Texas wants you anyway!
TEXAS – Companies seeking a location for their next distribution facility are being welcomed to Texas with open arms, relatively low costs and a favorable tax environment.
When businesses choose a location they concentrate on such factors as geography, transportation infrastructure, labor supply and costs and business environment.
"The great thing about Texas is you can check off almost every box,” said Tom Sanderson, CEO of Transplace.
Texas’s central location makes it easy to reach consumer markets all across the country, and the state has six of the country’s 20 most populous cities: Houston, San Antonio, Dallas, Austin, Fort Worthand El Paso.
There is land available for greenfield distribution sites near major cities, and land costs and occupancy costs are reasonable compared with prices in metropolitan areas of a similar size.
Border towns of Laredo and El Paso have become hotbeds of logistics and distribution center activity.
Growth in trade with Mexico has sparked a boom in the distribution center market in Dallas-Fort Worth, as the metropolis has proved to be an attractive consolidation point for Mexican-made goods heading north on I-20 or east/west on I-35.

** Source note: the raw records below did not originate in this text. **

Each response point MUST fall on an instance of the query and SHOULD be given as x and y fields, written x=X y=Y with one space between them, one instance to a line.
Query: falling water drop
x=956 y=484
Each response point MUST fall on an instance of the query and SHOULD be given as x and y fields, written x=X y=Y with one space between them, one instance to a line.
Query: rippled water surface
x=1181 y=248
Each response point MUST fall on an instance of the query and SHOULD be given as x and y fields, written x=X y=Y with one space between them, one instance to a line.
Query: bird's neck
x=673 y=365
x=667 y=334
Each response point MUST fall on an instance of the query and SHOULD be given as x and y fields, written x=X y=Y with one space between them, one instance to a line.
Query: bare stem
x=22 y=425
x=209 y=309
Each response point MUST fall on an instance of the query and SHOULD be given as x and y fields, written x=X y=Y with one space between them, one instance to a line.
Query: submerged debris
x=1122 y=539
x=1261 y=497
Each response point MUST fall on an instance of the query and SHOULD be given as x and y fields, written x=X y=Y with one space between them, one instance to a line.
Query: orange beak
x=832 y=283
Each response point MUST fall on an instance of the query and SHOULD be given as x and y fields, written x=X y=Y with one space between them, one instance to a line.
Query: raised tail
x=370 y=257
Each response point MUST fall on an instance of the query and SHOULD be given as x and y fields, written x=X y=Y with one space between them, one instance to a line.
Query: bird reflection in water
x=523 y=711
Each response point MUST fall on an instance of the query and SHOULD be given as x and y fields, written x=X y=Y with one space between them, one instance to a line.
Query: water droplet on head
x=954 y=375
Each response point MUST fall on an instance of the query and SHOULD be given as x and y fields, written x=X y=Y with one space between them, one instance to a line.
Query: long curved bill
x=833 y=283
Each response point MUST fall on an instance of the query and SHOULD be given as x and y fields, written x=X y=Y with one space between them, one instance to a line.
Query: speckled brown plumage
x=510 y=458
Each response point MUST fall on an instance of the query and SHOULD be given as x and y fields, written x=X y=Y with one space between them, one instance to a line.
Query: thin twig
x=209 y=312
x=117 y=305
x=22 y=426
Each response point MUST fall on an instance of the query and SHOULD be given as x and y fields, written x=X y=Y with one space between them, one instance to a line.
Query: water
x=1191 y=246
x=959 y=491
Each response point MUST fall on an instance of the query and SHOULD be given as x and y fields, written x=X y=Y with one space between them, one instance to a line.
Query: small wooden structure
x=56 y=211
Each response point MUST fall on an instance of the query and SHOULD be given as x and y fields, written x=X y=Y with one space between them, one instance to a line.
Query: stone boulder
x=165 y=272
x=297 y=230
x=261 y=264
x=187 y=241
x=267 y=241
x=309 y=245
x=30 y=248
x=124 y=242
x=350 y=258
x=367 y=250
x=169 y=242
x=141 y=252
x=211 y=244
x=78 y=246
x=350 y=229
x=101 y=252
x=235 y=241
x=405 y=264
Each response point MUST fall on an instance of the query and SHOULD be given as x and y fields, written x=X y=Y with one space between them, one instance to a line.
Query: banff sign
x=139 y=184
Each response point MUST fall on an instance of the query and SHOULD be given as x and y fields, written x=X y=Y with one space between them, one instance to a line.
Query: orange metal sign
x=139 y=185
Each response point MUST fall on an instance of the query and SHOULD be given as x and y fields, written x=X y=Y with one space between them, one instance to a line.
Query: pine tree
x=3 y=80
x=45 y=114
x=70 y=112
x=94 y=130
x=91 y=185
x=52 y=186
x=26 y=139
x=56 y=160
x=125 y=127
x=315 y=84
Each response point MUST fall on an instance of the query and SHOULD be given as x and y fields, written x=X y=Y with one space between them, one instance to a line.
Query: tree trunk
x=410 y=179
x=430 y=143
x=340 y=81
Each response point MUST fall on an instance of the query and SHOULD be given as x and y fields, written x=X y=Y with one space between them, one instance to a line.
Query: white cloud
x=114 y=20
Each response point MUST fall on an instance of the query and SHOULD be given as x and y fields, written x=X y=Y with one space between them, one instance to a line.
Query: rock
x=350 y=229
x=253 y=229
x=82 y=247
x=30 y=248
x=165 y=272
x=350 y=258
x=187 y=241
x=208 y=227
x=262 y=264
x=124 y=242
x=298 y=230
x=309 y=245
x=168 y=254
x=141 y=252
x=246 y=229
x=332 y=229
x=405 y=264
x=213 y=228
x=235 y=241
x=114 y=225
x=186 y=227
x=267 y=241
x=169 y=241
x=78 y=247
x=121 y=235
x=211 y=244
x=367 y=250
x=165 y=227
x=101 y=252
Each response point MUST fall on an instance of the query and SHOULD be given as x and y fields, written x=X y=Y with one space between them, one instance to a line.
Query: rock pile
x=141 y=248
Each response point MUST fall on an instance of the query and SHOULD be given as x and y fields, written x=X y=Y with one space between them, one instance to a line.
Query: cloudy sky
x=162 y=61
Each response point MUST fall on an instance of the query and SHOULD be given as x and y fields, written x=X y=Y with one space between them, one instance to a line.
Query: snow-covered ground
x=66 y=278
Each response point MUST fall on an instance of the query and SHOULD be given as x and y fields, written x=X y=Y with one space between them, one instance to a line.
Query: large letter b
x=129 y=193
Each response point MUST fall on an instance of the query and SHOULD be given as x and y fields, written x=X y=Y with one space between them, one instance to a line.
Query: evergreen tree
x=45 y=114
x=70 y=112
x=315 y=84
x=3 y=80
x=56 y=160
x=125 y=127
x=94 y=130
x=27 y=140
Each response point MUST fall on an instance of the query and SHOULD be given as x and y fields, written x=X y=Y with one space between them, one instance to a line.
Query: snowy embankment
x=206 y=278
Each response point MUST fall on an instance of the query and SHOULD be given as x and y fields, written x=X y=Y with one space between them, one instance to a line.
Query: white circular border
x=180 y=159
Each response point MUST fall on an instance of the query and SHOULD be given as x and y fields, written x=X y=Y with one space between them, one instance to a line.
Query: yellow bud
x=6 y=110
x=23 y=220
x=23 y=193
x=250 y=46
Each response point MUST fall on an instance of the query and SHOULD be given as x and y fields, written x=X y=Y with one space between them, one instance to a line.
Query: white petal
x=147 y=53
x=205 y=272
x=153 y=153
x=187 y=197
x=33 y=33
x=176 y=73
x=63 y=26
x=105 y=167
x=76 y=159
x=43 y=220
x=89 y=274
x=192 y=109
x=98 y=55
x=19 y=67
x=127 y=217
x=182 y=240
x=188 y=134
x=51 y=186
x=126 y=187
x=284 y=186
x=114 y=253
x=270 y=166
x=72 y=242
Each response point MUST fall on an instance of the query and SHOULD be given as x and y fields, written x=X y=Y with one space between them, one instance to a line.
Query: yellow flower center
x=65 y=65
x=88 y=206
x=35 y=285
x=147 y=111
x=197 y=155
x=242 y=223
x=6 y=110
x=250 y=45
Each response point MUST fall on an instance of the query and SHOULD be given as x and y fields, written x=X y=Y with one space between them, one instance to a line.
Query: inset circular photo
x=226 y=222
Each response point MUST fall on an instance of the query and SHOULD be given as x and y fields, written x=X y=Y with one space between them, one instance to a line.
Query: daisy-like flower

Texas is the country’s top exporting state, with more than $297.7 billion in exports, according to the state’s Office for Economic Development & Tourism. Principal exports include petroleum and coal, chemicals, computers, nonelectrical machinery and transportation equipment.
Texas has over 3,000 miles of highways, more than any other state. "We do not have, like a lot of other markets, heavy-haul corridors, and as result of that, trucks are welcome on all major thoroughfares," said Will Condrey of Cushman & Wakefield.
Texas is also home to the second-longest rail system in the country and is served by three Class I railroads: the Union Pacific, the Kansas City Southern, and the Fort Worth-based BNSF Railway. The rail system connects Texas to both coasts as well as to Mexico.
For oceangoing freight, the state is home to the 12th-busiest port in the world: the Port of Houston. The state also provides excellent air cargo service, with the Dallas-Fort Worth International Airport (DFW) alone handling more than $50 billion worth of cargo annually.
Texas also has a strong supply of labor, with a civilian work force of more than 13 million people, the second largest (and one of the youngest) in the country.